After years of complaints from our members that some racial subgroups faced barriers to accessing credit, HMDA now includes more detail on these groups. For instance, the data reveals that nearly 38 percent of loans made to a Hawaiian or Pacific Islander now detail if the borrower is a native Hawaiian or from elsewhere in the Pacific region. Forty-one percent of Hispanic applicants shared details about their place of origin and 54 percent of Asian applicants did so as well. This is an important step forward for transparency and fairness in mortgage lending and allows lenders, community advocates and lenders a much better way to gauge where mortgage credit is flowing and what barriers might be leading to the disparate impact of underserved communities. Over the coming months, NCRC will be examining the real cost that borrowers paid for their loans in ways that were impossible before, and where barriers to credit exist based on the age and heritage of the loan applicant.
Almost 1.2 million loans that were purchased by lenders in 2018 lacked borrower income data and 1.3 million lacked borrower race or ethnicity data. This loophole in HMDA reporting requirements continues to mask the true extent to which minorities and LMI borrowers are excluded from the lending market. In addition, the choice by the CFPB to withhold the release of the credit score used to make the credit decision on these loans is disappointing. Citing privacy concerns, the credit score is a key piece of the puzzle used to identify redlining and discriminatory lending, given that this data is freely available for purchase from a variety of sources, The CFPB could safely anonymize the data and still further the public interest in furthering fair and equal credit access.
Unfortunately, while the Dodd-Frank Act of 2010 brought us new details about mortgage lending that open up broad and exciting new options for research, the Trump Administration has done all in its power to make it harder for the general public to examine these lenders.

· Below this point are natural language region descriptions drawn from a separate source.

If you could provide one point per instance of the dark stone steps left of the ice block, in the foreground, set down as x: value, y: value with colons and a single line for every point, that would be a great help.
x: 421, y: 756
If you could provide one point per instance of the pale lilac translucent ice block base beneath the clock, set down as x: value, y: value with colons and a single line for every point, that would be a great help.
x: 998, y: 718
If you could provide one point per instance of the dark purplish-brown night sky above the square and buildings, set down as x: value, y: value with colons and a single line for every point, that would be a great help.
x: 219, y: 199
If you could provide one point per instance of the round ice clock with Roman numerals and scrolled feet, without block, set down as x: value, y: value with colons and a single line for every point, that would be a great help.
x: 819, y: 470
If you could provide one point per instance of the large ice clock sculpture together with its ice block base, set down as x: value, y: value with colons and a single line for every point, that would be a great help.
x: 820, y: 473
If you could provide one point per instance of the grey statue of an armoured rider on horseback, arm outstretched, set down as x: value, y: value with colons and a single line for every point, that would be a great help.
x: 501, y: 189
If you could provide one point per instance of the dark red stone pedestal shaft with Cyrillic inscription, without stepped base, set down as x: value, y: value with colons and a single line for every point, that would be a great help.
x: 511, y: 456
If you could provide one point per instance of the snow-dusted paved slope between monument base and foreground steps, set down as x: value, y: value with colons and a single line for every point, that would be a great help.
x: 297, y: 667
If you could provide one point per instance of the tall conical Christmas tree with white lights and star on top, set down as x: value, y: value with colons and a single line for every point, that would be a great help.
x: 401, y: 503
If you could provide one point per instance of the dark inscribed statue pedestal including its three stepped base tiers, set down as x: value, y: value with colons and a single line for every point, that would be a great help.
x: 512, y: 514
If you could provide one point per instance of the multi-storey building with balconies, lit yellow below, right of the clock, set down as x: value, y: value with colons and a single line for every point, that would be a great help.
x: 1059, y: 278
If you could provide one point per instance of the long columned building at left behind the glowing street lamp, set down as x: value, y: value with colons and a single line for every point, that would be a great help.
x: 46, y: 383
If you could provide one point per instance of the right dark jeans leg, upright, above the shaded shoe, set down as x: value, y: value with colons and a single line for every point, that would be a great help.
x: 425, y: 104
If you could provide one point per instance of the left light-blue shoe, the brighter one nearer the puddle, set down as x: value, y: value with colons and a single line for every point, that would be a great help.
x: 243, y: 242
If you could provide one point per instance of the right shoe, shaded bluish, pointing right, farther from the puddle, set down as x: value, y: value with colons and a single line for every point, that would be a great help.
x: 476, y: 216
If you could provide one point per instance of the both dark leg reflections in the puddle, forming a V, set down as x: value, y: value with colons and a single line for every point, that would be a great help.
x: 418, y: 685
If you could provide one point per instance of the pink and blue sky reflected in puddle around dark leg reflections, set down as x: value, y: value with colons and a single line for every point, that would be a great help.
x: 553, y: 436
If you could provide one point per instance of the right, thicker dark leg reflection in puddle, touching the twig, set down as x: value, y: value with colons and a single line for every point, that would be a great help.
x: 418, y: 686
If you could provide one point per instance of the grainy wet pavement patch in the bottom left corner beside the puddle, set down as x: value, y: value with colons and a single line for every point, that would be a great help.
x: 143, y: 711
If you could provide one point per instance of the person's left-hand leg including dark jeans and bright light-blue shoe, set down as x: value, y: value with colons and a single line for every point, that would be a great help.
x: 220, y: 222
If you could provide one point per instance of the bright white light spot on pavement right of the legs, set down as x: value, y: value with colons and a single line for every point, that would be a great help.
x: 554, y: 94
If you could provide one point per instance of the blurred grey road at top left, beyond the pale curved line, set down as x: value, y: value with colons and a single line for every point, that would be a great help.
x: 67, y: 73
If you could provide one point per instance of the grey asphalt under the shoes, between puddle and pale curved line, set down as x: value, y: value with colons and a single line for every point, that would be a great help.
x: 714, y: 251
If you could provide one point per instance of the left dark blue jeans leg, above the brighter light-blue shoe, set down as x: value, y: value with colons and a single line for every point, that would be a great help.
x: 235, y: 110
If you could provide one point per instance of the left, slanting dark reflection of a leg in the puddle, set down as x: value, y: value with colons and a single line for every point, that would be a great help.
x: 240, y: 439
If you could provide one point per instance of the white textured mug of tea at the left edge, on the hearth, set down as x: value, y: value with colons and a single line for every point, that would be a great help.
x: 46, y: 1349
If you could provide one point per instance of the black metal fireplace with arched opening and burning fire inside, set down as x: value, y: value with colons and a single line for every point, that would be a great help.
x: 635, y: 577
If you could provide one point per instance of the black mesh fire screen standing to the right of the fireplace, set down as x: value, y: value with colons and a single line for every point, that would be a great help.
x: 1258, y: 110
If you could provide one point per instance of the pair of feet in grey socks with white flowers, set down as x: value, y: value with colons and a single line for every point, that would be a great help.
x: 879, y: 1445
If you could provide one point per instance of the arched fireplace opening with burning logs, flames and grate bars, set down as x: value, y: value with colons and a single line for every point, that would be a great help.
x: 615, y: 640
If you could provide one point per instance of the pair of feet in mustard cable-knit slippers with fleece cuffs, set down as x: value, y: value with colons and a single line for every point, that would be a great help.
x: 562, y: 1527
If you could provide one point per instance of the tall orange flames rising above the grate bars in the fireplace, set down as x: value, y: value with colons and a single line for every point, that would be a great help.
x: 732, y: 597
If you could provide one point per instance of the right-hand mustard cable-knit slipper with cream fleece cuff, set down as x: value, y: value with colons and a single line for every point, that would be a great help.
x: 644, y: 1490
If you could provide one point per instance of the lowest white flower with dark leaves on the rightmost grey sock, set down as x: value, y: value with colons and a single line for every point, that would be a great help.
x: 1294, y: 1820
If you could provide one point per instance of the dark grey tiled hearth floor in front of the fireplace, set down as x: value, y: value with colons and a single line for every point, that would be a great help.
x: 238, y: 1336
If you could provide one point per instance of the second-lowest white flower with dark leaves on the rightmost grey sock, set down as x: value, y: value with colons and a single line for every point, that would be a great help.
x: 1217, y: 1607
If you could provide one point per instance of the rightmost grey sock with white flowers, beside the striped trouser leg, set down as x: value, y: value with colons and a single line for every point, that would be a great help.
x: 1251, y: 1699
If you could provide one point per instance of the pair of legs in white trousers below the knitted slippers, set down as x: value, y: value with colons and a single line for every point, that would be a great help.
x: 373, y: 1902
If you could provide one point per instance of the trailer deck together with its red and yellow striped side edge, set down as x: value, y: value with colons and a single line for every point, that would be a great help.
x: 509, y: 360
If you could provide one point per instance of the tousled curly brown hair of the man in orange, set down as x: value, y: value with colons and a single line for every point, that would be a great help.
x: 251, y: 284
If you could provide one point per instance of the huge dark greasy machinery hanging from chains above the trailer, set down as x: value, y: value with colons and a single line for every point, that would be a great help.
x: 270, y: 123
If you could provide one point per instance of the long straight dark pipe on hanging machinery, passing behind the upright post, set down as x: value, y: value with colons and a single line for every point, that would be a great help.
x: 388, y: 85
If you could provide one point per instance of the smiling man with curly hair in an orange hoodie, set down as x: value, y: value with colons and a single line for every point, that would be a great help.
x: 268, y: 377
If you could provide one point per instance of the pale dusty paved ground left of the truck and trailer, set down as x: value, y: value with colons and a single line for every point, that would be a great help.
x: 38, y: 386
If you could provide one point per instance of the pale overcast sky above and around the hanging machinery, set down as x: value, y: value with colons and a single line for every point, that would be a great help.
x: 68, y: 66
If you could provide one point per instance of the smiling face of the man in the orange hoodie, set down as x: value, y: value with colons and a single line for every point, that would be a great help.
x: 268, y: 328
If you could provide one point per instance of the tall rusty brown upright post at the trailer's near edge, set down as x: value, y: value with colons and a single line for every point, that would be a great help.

The HMDA Explorer website, which allowed users to easily download or compare lending across a variety of metrics, will sunset with this new data. The replacement that has been developed is harder for average users.
Since the inception of HMDA, reports on lending for individual metro areas and lenders have been published and made available to the public. Small community groups, municipalities and concerned individuals could review these records and ask lenders about their performance. Many of those reports will no longer be published. While NCRC and other organizations with sophisticated data analysis capabilities will continue to use HMDA, the general public will be left in the dark.
That’s a step backward. Free, public and easily understood data is essential to advance racial and economic equality throughout the economy and especially in home mortgage lending, a foundation of personal wealth-building and a key lever of discrimination that has profoundly worsened racial wealth inequality over decades.
Jason Richardson is NCRC’s Director of Research and Evaluation.